JPMorgan Chase’s chief investment office, still reeling from a $2bn-plus trading loss, has been taking a much more aggressive approach to investing the bank’s own funds than its competitors, according to regulatory filings.
Rival banks are distancing themselves from JPMorgan, which invests less in US-government guaranteed securities than any large US peer. Its corporate unit, which includes the CIO, is also the most risky in the bank according to filings.
Brian Moynihan, Bank of America’s chief executive, and Michael Loughlin, Wells Fargo’s chief risk officer, told an investor conference this week that their banks did not pursue a macro hedging strategy of the type thought to be responsible for losses at JPMorgan’s CIO. Other bankers are questioning JPMorgan’s approach to customer deposits.
“It seems that JPMorgan’s CIO was essentially investing the excess liquidity of the bank to generate profits”, said a senior risk manager at another rival. “It’s not something we do and it surprised us.”
Large banks often invest some customer deposits that cannot be lent profitably to boost returns. But most “excess liquidity” is placed on deposit at central banks, or invested in government-backed securities to avoid losses.
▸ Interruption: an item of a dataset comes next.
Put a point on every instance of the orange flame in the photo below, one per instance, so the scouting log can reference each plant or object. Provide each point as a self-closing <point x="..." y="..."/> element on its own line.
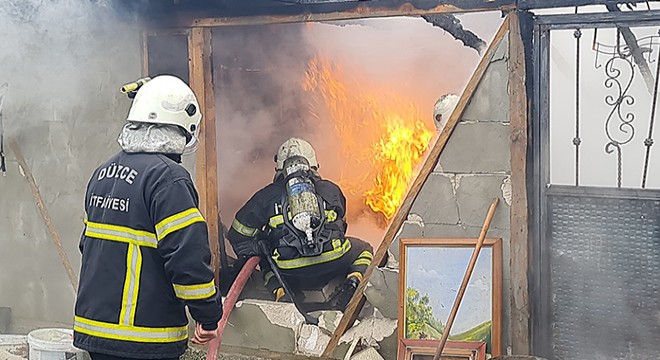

Barclays and BofA invest 95 per cent of their liquidity pools in this way, for example.
JPMorgan does not say how it invests its global liquidity reserve, which stood at $432bn at the end of the first quarter, but company-wide data suggest a far lower percentage is deployed in such instruments.
The bank held only $115bn in deposits at banks, while US government-backed securities made up just 30 per cent of its $382bn securities portfolio, by far the lowest percentage among the 20 large US banks including BofA, Citigroup and Wells Fargo that are tracked by Nomura.
JPMorgan’s securities portfolio also included almost $90bn of non-guaranteed mortgage-backed securities and $60bn in corporate debt securities.
“If banks diversify into corporate bonds, MBS ... and other securities, then you have to live with the risk that there are occasional defaults within the portfolio,” said Brian Foran, US banks analyst at Nomura.
Jamie Dimon, JPMorgan’s chief executive, has warned against investing exclusively in US government debt. “If you own Treasuries folks, you could be taking a lot of risk ... Treasuries can go up or down,” Mr Dimon told a Deutsche Bank conference this week.
Filings also show JPMorgan’s CIO is much larger than similar institutions at other banks.
The bank’s corporate unit, which houses the CIO, managed 31 per cent of the bank’s $2.3tn in assets at the end of the first quarter. Citigroup’s corporate unit, which also manages the bank’s excess liquidity, Treasury and risk functions, managed 16 per cent of the bank’s assets, and BofA’s comparable unit accounted for just 14 per cent of assets.
According to JPMorgan’s own assessment, regulators would see its corporate unit as the bank’s largest risk centre. Its latest quarterly filing said the unit would require $74.9bn “to address regulatory capital requirements”, if “it were operating independently”, almost equal to the capital requirements of the investment bank, commercial banking and retail units combined.